À une certaine époque, Joanie Pellerin pesait plus de 300 livres. En avril 2012, elle a décidé de prendre le taureau par les cornes et de subir une chirurgie bariatrique pour régler ses problèmes d’obésité morbide.

La femme de 33 ans n’avait plus le choix. Pendant des années, elle avait fermé les yeux sur son problème. Résultat: en plus d’avoir une faible estime d’elle-même, elle voyait sa santé menacée. Aujourd’hui, avec 150 livres en moins, elle a accepté de raconter son expérience en espérant que son témoignage en incitera d’autres à se prendre en main.

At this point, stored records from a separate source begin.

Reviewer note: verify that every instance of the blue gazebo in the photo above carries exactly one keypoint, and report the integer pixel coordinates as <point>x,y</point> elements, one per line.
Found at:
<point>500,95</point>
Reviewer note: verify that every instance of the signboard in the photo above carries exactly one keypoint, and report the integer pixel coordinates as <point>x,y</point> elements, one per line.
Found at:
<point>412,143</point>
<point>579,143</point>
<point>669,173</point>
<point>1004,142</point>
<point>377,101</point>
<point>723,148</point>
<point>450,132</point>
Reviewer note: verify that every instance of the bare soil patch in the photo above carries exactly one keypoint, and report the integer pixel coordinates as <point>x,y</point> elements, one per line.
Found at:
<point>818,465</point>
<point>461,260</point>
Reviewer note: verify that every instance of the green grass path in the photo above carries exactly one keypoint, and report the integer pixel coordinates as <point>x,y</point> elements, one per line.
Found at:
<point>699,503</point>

Vous étiez atteinte d’obésité morbide et, en avril 2012, vous avez eu recours à une chirurgie bariatrique ?

Oui, par laparoscopie. On m’a placé un anneau ajustable en silicone autour de la partie supérieure de l’estomac pour réduire sa dimension afin de diminuer mon appétit et d’entraîner ainsi une perte de poids.

À l’époque, quel était votre poids ?

Environ 300 livres. La journée de mon opération, je pesais environ 250 livres, car le médecin m’avait demandé de perdre du poids avant la procédure pour bien démontrer ma motivation, et j’avais réussi à perdre une cinquantaine de livres.

Pour votre santé, vous n’aviez plus le choix ?

J’aurais pu devenir diabétique ou développer des problèmes cardiaques. Je souffrais énormément des pieds, et j’avais de la difficulté à me tenir debout ou à marcher plus de 10 minutes. Ça me faisait tellement mal que, parfois, j’en pleurais. J’étais rendue à bout et je n’avais pas d’autres choix que de me prendre en main.

Votre objectif était de peser 175 livres, combien de livres avez-vous perdues à la suite de l’intervention ?

Une centaine de livres. Aujourd’hui, je pèse 165 livres, car j’ai pris du poids dans les derniers mois. Je me suis rendue à 150 livres, mais je me suis laissée aller dernièrement en mangeant davantage d’aliments sucrés. Je suis en train de reperdre mes livres en trop, et mon objectif est d’atteindre les 140 livres.

Vous avez donc réussi à maintenir votre poids depuis l’opération ?

Oui, mais ça prend de la discipline. Malgré le port de l’anneau, on peut engraisser si on fait des excès alimentaires. L’anneau n’est pas une solution miracle.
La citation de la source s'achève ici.